Au début, elle n’avait pas eu la pensée de tenir compte du temps, ni les premiers jours ni les premières semaines. Néanmoins, en se remémorant certains faits, en rapprochant certaines dates, elle put établir par un calcul assez approximatif que depuis la perte de la Dorcas s’était écoulé deux ans et demi. Telle était dans sa pensée la durée de son séjour, et elle ne se trompait pas.

Pendant tant de semaines, les unes de la saison pluvieuse, les autres de la saison chaude, pas un jour ne se passa sans que la jeune fille interrogeât l’horizon. Jamais une voile ne se détacha sur le fond du ciel ! Du plus haut point de l’île, par ciel clair, il lui sembla pourtant deux ou trois fois apercevoir une terre en direction de l’est… Mais cette distance, comment la franchir ?… Cette terre, quelle était-elle ?…

À cette latitude de la zone intertropicale, si le froid n’était pas redoutable, Jenny eut beaucoup à souffrir de la saison pluvieuse.

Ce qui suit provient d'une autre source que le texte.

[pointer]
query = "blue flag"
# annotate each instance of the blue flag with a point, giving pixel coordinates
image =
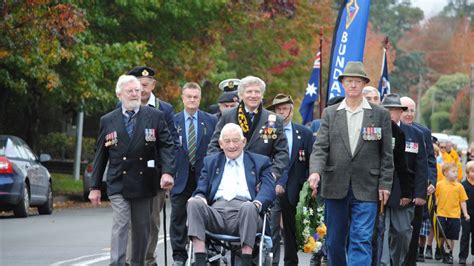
(348, 41)
(384, 83)
(312, 91)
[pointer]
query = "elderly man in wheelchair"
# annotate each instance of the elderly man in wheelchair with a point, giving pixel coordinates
(234, 189)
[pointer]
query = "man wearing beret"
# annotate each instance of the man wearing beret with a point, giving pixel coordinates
(146, 77)
(226, 101)
(300, 142)
(135, 142)
(262, 129)
(353, 155)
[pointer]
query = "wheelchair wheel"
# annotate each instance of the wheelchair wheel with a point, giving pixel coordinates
(268, 260)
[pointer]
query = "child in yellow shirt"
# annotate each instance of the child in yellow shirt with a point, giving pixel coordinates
(450, 200)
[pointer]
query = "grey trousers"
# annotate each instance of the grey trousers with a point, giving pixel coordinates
(156, 206)
(235, 217)
(125, 213)
(397, 234)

Réfugiée alors au fond de la grotte, d’où elle ne pouvait sortir ni pour chasser, ni pour pêcher, il lui fallait pourvoir à sa nourriture. Heureusement, rien qu’avec les œufs, très abondants entre les rochers, les coquillages entassés au pied de la grotte, les fruits conservés pour cette période, son existence fut assurée.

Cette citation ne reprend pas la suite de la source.